Hiking is a fun and healthy activity year-round. Being surrounded by nature on a hike is a relaxing experience until your nose runs and your throat starts to itch. If you notice you sniffle or cough during a trek, you’re likely allergic to one or more of the 30 different types of pollen that can cause allergic reactions. If you remember these tips, you’ll enjoy hiking even when allergy season arrives.
1. Find Allergy-Free Trails
Choosing a trail that’s less likely to make you sneeze and sniffle is a good starting point for any hiker. Routes with fewer plants are less likely to cause allergic reactions, so choose the paths where you feel little-to-no symptoms.
2. Take Allergy Medicine
Over-the-counter or prescription allergy medication can significantly reduce your symptoms when you’re hiking. Plan on taking allergy medication before you leave for your hike so it has time to start working.
3. Identify Triggers
Many plants cause allergic reactions. You should be aware of which plants affect your allergies when you’re hiking. There will probably be grasses, trees or ragweed aplenty on your hike — these are some of the most common triggers of pollen allergies you could come across. Know how to identify these plants and make sure you stay as far from them as you can.
4. Hike in the Rain
Hiking in the rain is a fun way to avoid allergies, as pollen won’t stay in the air as easily if there is a lot of rain. If you’re waiting for a good time to hike and it starts pouring, you should grab your raincoat and head out. The longer it rains, the less likely you are to experience symptoms.
5. Be Mindful of Your Hands
Keep your hands away from your face to reduce your chances of having symptoms. Touching what you’re allergic to and then touching your face can worsen your stuffy nose or sore throat. Make sure your hands stay by your sides and try not to handle too many plants.
6. Wait for Cool Weather
While very high temperatures can reduce pollen levels, it’s better to hike in cooler temperatures. Colder weather reduces pollen levels while also being easy to walk in. Watch your thermometer and start your hike when it’s cool instead of waiting until it is 28°C outside.
7. Hike on Windless Days
When the wind picks up, it stirs up pollen. Wind moves these allergens through the air even when the pollen count is low. It’s best to check the weather or stand outside and feel if it’s windy before you go on a hike.
8. Take a Shower
Taking a shower before and after your hike can help reduce allergy symptoms.
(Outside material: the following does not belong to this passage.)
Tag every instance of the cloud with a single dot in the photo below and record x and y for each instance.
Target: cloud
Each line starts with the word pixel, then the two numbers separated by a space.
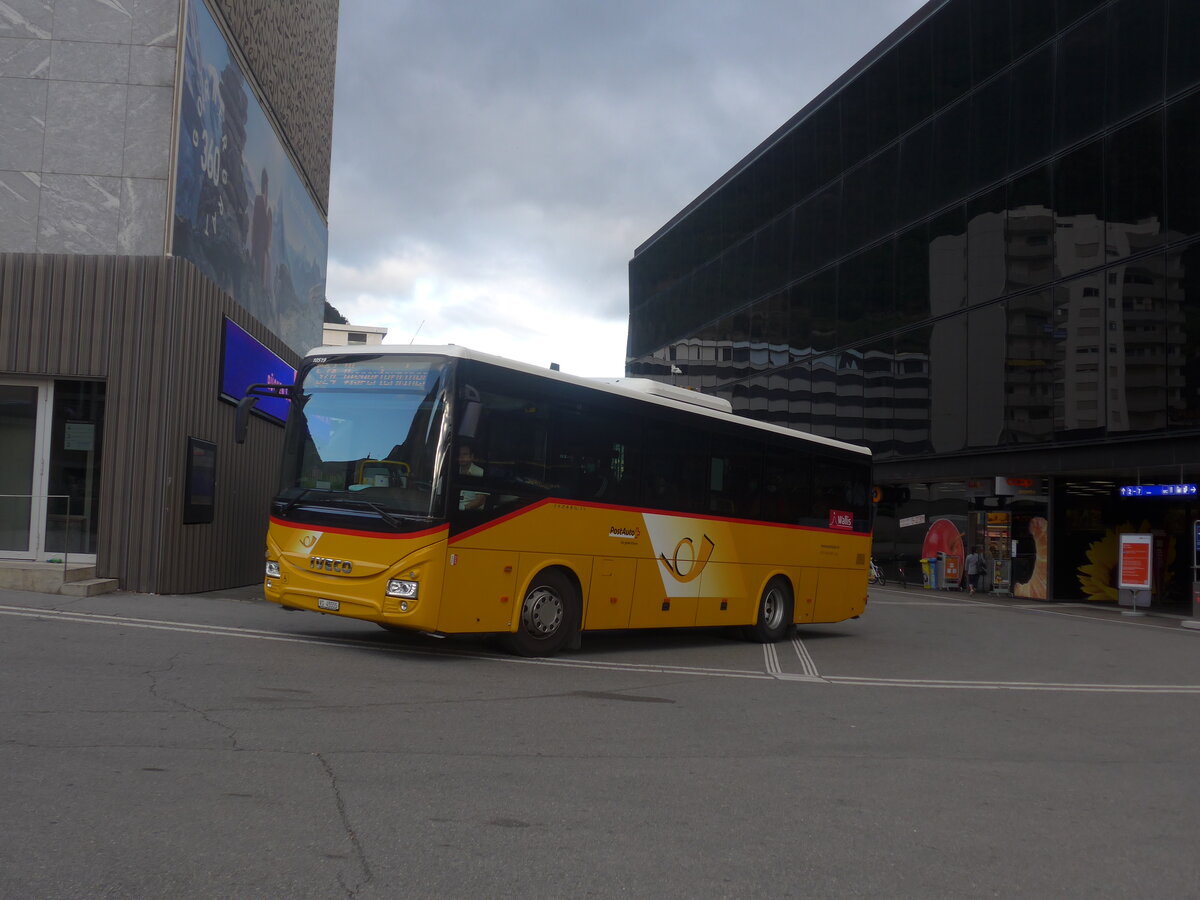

Allergens can be present indoors and outdoors — you might already be exposed to allergens without realising it. Showering helps wash off pollen and other allergens and helps reduce any reaction you might have while hiking.
9. Change Clothes
If you’ve gone outside or opened a window, you may have allergens on your clothes. It’s best to change into new clothes before you go hiking to reduce what you are exposed to. Lay out the clothes you want to hike in in advance so you can change into them right before you go. It also helps to change out of your clothes as soon as you’re back from a trek.
10. Check the Pollen Count
You can check the pollen count of where you plan on hiking by searching online or looking at your local news station. If the pollen count for the day is higher, you’re more likely to experience allergy symptoms. When the pollen count is low, you can hike without too much sniffling. Paying attention to the pollen count will help you decide the best time to get into the great outdoors.
Enjoy the Outdoors
Make sure to watch the weather and be aware of allergens before you head out on a hike. You can prevent pollen-related sneezing and scratching if you’re mindful. Don’t let allergy symptoms stop you from enjoying nature!